So, I propose a new system. Around the country, mark a number of reference points. First-order reference points could receive letters A through Z, second-order reference points could use double letters.

The initial reference points should be picked near centers of population, but it is recognized that over time they will not all necessarily be coincident with the top centers of population in the future.

Now, in order to locate yourself on the map, you start at the nearest reference point. ‘A’ for example. You calculate the angle of the great circle that would take you from the reference point to your location. 314.27814238, or so, for example. Next, you figure out the distance along that arc one would travel from the reference point to your location. 16.43, maybe. Now, you feed this into a computer, and it figures out how much precision can be truncated from the above numbers in order to provide an unambiguous location.
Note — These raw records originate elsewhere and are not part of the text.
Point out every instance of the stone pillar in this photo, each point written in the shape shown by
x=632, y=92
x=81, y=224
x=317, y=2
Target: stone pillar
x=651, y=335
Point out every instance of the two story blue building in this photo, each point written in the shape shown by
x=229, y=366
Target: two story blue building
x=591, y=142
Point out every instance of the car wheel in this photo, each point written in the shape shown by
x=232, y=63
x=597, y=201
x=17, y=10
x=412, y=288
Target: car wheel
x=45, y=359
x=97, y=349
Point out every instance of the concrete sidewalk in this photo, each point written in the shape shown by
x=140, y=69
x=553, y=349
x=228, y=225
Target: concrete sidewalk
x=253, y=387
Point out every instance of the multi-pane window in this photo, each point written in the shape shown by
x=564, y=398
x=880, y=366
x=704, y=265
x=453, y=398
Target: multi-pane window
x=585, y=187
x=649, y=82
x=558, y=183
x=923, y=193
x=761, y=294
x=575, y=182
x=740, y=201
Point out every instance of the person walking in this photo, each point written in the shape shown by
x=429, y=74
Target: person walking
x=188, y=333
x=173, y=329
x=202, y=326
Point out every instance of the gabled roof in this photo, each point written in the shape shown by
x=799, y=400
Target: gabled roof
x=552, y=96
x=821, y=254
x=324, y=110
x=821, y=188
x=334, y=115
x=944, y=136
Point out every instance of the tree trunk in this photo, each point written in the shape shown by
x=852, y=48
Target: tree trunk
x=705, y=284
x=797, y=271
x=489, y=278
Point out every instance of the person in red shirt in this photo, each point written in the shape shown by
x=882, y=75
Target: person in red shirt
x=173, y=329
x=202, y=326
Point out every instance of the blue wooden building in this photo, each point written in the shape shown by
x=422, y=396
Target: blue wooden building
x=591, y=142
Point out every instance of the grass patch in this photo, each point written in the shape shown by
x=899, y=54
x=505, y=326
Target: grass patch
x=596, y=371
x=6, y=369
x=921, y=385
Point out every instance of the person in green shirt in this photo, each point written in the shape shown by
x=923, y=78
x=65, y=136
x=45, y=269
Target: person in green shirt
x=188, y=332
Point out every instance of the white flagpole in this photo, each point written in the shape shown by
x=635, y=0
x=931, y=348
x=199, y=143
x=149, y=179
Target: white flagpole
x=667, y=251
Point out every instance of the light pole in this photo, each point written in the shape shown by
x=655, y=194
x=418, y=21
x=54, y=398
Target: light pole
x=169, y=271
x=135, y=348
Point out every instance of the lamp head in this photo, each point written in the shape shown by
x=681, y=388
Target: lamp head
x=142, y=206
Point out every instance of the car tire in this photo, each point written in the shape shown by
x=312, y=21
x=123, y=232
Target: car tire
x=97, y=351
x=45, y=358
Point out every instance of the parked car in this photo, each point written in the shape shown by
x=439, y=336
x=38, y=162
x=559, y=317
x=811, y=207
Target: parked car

Use will depend on whether you’re trying to route to a building, or just a very specific coordinate in space. In this completely hypothetical situation, that means we can get a location coding of A|314.3|16, a significant improvement over a long address, and it comes with the huge benefit of not only signifying a place, but providing in its encoding a hint (which is to say a specific description) of where the destination is located.

The immediate use is a form of shorthand for address lookup. If I plug A|314.3|16 into my mapping software or in-car GPS, it knows that that’s 1600 Pennsylvania Avenue NW Washington, DC 20500. But, it’s nice even if you’re navigating on foot, with a map and compass, because it’s easy to spot check whether you’re close or not. Encoded into the notation itself is a way of self-checking progress and whether or not one has arrived at the specified coordinate.

To me, this seems to make much more sense than trying to remember a longitude/latitude coordinate, or a position on a UTM grid. The biggest difficulty is perhaps in the political issues around trying to pick the initial reference points.